Honors First Year Colloquium
The Honors First Year Colloquium is a required Honors class that is designed to focus on leadership experiences, academic skills, and critical thinking. Many of the assignments are demonstrations of these important skills, such as networking, engaging in group work, giving oral presentations, effective note taking and understanding other points of view. The academic content of the course will focus on immigration and national identity, and there will be a series of lectures from a wide variety of disciplines, including history, biology and economics. Students are also introduced to different perspectives through discussion of weekly readings. Skills are practiced through weekly assignments, both writing assignments and quizzes.
How Does it Work?
The course is comprised of two parts: lecture and breakout. After lecture, students head to their breakout groups according to their refugee service projects. These breakout groups are led by upperclassmen known as facilitators. The facilitators are both acting teachers and student mentors. Students choose their service project groups during registration at Orientation.

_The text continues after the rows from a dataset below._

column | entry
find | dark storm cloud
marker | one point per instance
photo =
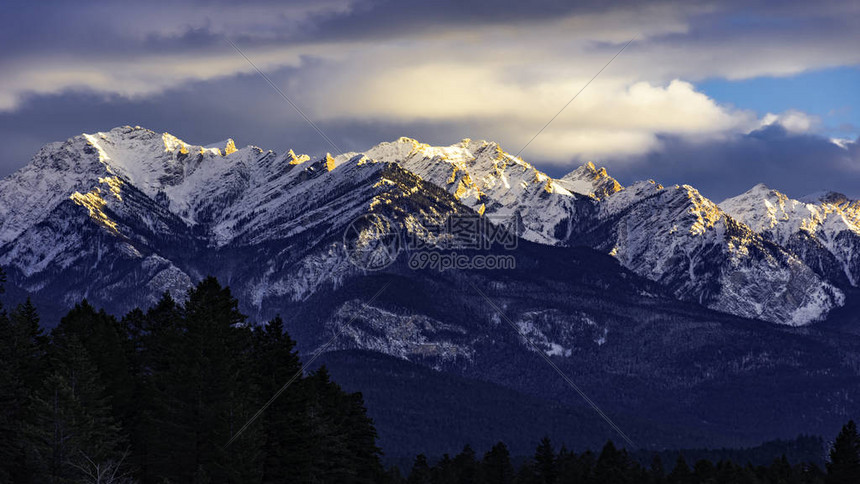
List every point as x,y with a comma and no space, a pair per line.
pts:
793,164
58,35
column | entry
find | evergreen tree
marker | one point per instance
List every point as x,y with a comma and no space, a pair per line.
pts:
73,422
496,466
844,464
107,345
681,474
420,473
465,467
657,471
215,397
613,465
545,467
22,346
276,363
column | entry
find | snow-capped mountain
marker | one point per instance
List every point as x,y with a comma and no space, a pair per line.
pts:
822,229
610,281
671,235
168,210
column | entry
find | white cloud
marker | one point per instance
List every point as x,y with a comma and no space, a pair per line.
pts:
792,120
510,79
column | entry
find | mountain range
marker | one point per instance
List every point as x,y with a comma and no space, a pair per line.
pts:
692,322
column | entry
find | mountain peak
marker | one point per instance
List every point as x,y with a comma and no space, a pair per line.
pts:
591,181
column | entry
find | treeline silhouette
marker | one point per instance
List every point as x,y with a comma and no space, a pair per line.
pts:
615,466
155,397
164,395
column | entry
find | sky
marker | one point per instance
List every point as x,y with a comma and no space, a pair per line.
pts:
718,95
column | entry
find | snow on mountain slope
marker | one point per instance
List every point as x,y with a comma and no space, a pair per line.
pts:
589,180
163,197
493,182
681,239
823,229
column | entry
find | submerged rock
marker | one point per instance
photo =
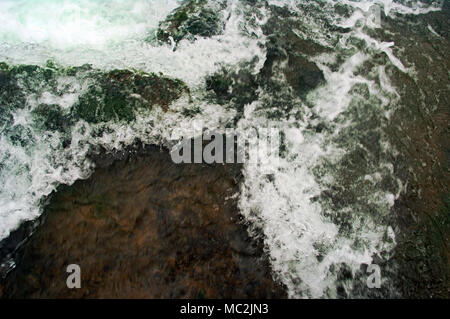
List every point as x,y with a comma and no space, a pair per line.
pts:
192,18
102,96
144,227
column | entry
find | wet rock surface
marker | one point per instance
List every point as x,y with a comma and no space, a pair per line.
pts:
191,19
144,227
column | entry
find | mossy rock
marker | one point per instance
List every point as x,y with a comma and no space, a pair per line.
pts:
111,96
116,96
191,19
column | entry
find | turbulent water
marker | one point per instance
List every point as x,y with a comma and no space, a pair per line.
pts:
312,241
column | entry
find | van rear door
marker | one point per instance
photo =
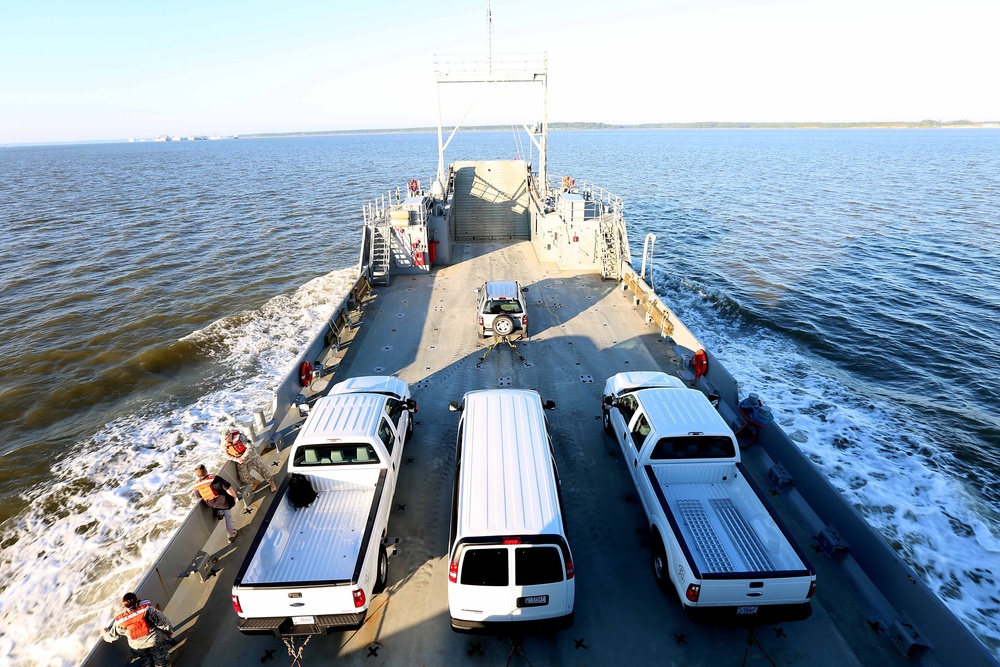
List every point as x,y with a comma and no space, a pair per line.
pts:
484,583
539,588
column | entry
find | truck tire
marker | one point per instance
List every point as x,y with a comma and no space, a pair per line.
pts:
660,565
503,325
382,575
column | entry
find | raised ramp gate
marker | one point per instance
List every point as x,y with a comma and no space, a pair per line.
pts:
491,200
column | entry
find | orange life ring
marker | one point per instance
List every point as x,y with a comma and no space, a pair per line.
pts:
700,363
305,374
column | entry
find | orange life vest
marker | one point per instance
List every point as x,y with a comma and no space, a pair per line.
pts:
134,622
204,488
235,445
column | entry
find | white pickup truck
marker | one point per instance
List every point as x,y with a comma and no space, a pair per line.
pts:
314,568
714,538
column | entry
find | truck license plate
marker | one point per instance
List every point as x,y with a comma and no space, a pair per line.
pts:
533,601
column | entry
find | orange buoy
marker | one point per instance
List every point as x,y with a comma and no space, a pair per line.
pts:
305,374
699,362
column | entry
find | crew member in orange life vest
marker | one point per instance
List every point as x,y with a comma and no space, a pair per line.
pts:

One of the skills Colloquium focuses on particularly is the skill of empathy. This is a crucial skill for students entering the world of citizenship and employment in an interconnected global economy and diverse workplace. To better understand empathy, students will work with a population that is (for most students) very different than themselves: refugees recently resettled in the US. Each student will choose an aspect of the service project to focus on which will determine your "facilitation group," the discussion breakout section of the Colloquium. The service project will take approximately three hours a week outside of class and will culminate in a public poster presentation to which the UNF and members of the refugee resettlement community will be invited.